DS@GT Applied Research and Competitions
The Data Science @ Georgia Tech (DS@GT) Applied Research Competitions (ARC) is a student-run research group focused on machine learning, information retrieval, and data-driven scientific modeling through participation in competitive research challenges. The group organizes participation in the Conference and Labs of the Evaluation Forum (CLEF) but also leverages platforms like Kaggle and PACE for training and internal skill development. Our code is available on GitHub.

We recently wrapped up our Spring 2025 semester with 22 accepted working note papers and 45 authors at CLEF 2025. We are preparing for the Fall 2025 Interest Group and Spring 2026 competition season. In addition to CLEF 2026, we plan to participate in TREC 2025, MediaEval 2025, and NTCIR 19.
Membership
ARC operates as a project group within the broader Data Science @ Georgia Tech student organization.

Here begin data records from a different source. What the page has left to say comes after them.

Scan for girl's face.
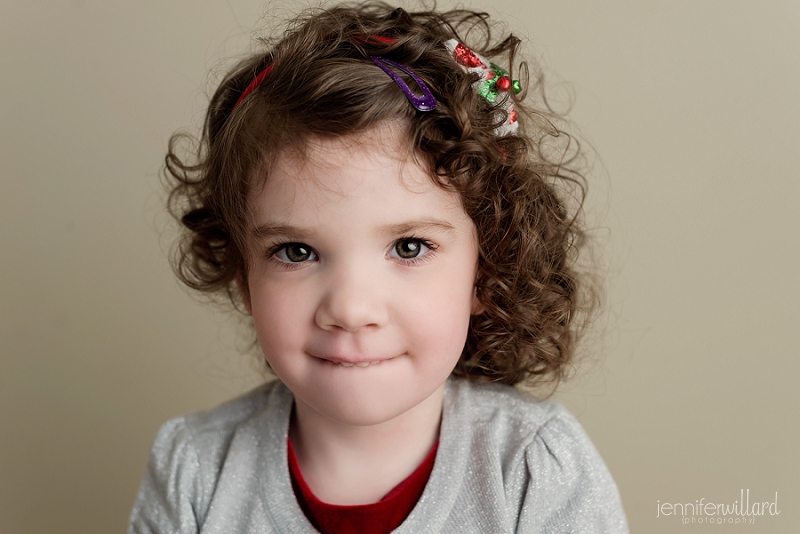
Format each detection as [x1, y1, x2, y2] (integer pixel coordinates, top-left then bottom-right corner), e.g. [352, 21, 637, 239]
[243, 122, 480, 428]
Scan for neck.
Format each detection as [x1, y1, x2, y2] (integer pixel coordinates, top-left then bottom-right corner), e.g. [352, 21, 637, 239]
[289, 382, 444, 505]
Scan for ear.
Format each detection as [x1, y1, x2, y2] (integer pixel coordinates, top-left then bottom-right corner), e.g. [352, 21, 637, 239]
[471, 288, 485, 315]
[235, 273, 253, 315]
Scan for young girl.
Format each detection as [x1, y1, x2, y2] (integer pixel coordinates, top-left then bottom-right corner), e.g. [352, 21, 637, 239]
[130, 3, 628, 532]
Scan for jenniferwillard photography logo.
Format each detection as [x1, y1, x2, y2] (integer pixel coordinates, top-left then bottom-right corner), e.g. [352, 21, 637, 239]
[656, 489, 781, 526]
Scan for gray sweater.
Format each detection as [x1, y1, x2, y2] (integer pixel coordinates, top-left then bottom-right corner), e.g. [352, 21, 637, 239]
[129, 378, 628, 533]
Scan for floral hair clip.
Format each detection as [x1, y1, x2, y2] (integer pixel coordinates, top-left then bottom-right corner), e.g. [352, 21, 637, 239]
[444, 39, 521, 136]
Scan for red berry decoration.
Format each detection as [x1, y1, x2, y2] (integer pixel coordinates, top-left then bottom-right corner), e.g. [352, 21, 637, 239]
[444, 39, 521, 136]
[453, 42, 485, 68]
[496, 76, 511, 92]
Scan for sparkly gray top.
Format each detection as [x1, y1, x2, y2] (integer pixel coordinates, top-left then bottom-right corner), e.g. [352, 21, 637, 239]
[129, 378, 628, 533]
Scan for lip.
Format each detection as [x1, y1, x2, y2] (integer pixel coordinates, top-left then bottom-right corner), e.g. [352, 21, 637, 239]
[311, 352, 402, 367]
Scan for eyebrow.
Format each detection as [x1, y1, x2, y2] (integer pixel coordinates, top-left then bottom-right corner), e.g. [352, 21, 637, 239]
[251, 218, 457, 240]
[251, 223, 314, 241]
[383, 218, 456, 237]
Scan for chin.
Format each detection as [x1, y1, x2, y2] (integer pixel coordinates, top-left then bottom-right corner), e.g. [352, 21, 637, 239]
[318, 398, 413, 427]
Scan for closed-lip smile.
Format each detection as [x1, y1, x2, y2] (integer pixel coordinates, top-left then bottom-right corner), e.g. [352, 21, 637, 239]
[312, 353, 401, 367]
[334, 360, 383, 367]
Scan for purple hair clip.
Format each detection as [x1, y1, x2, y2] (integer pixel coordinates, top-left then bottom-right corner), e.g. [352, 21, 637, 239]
[369, 56, 438, 111]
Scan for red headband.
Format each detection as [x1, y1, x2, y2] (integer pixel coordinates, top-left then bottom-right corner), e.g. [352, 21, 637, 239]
[233, 63, 274, 109]
[232, 36, 397, 110]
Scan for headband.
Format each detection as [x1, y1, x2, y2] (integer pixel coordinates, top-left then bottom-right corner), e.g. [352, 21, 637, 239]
[232, 35, 399, 111]
[232, 38, 520, 136]
[234, 64, 274, 109]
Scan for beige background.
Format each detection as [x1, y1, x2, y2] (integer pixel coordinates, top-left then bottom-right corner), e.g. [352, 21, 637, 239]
[2, 0, 798, 532]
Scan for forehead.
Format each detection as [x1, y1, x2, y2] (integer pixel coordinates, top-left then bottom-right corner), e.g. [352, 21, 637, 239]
[248, 123, 466, 224]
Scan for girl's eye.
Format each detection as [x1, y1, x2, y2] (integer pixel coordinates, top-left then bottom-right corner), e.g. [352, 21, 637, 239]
[273, 242, 316, 263]
[390, 238, 432, 260]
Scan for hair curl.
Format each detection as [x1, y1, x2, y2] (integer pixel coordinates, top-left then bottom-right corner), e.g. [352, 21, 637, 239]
[166, 1, 596, 390]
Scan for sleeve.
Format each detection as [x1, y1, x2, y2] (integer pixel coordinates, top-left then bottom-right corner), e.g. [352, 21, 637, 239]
[128, 417, 203, 534]
[516, 409, 629, 534]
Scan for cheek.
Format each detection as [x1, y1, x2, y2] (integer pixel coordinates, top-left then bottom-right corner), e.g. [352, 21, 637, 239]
[400, 270, 475, 360]
[248, 280, 313, 356]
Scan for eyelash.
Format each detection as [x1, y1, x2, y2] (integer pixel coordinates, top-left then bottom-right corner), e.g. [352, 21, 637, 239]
[265, 236, 439, 270]
[265, 241, 316, 270]
[392, 235, 438, 266]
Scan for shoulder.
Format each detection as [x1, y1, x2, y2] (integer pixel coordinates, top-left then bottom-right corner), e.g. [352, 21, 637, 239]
[444, 377, 566, 439]
[149, 380, 283, 464]
[129, 380, 291, 533]
[151, 379, 289, 478]
[444, 378, 598, 465]
[442, 378, 629, 533]
[181, 380, 282, 443]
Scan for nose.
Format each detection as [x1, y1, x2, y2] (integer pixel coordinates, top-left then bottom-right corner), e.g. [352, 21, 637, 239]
[314, 263, 389, 332]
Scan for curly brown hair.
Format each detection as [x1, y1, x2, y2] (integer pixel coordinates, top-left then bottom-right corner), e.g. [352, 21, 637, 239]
[166, 1, 596, 390]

Members are expected to be members of DS@GT and adhere to its general guidelines.
- Eligibility: Open to all Georgia Tech students (undergraduate, graduate - including OMSCS/OMSA, PhD), and alumni with student status (e.g., enrolled in a for-credit seminar). Both on-campus and online students participate actively.
- Requirements: Members must be part of the parent DS@GT organization (including paying dues). Active participation, especially in the Fall, is crucial for Spring team placement.
- Minimum Technical Expectations: Proficiency in Python (SciPy stack: NumPy, Pandas, Matplotlib) and Git version control. Familiarity with ML concepts is highly beneficial. Prior ML/IR project experience (non-trivial complexity) or software engineering experience is expected. Completion or enrollment in a project-heavy course (e.g., ML, DL) is recommended.
Group Structure and Schedule
Recordings of our Fall 2024 Interest Group can be found below and provide an overview of the group’s structure and expectations.
The group operates on a two-semester academic cycle.
- Fall Semester: Interest Group & Preparation
- Focus: Introduction to competitive data science (Kaggle) and research competitions (CLEF).
- Activities: Weekly meetings, EDA assignments, paper discussions, internal Kaggle competition, foundational skills training (e.g., PACE usage).
- Outcome: Formation of motivated and prepared teams for the Spring semester.
- Time Commitment: ~2-3 hours/week (equivalent to a 1-unit seminar).
- Spring Semester: Competition Execution & Publication
- Focus: Deep dive into specific CLEF tasks within dedicated teams.
- Activities: Team-based research and development, model building, experimentation, result submission, writing and submitting working notes papers.
- Outcome: Competition submissions, published papers, presentation of work.
- Time Commitment: ~100-150+ hours total (equivalent to a 2-3 unit course), varies by role and project intensity.
Team Structure
- Size: Typically 3-5 members per team (including the lead). No more than 5 people on a single task due to complexity of sharding work.
- Composition: Aim for a mix of skills and experience levels where possible, fostering inclusivity and knowledge sharing (e.g., pairing experienced members with newer ones).
- Roles:
- Task Lead: Responsible for managing a task team in the Spring. Duties include registering the team, defining the technical approach/plan, conducting weekly meetings, delegating tasks, tracking progress, reporting updates, leading paper writing/submission, and confirming team members. Requires significant time commitment and technical/project management skills.
- Task Member: Responsible for actively contributing (coding, analysis, experiments), attending weekly meetings, reporting progress, contributing to the paper, and potentially presenting updates. Expected to have relevant technical skills (Python, Git, ML/data analysis basics) and commit sufficient time.
- Goal: One team per competition task, with no overlap in tasks between teams.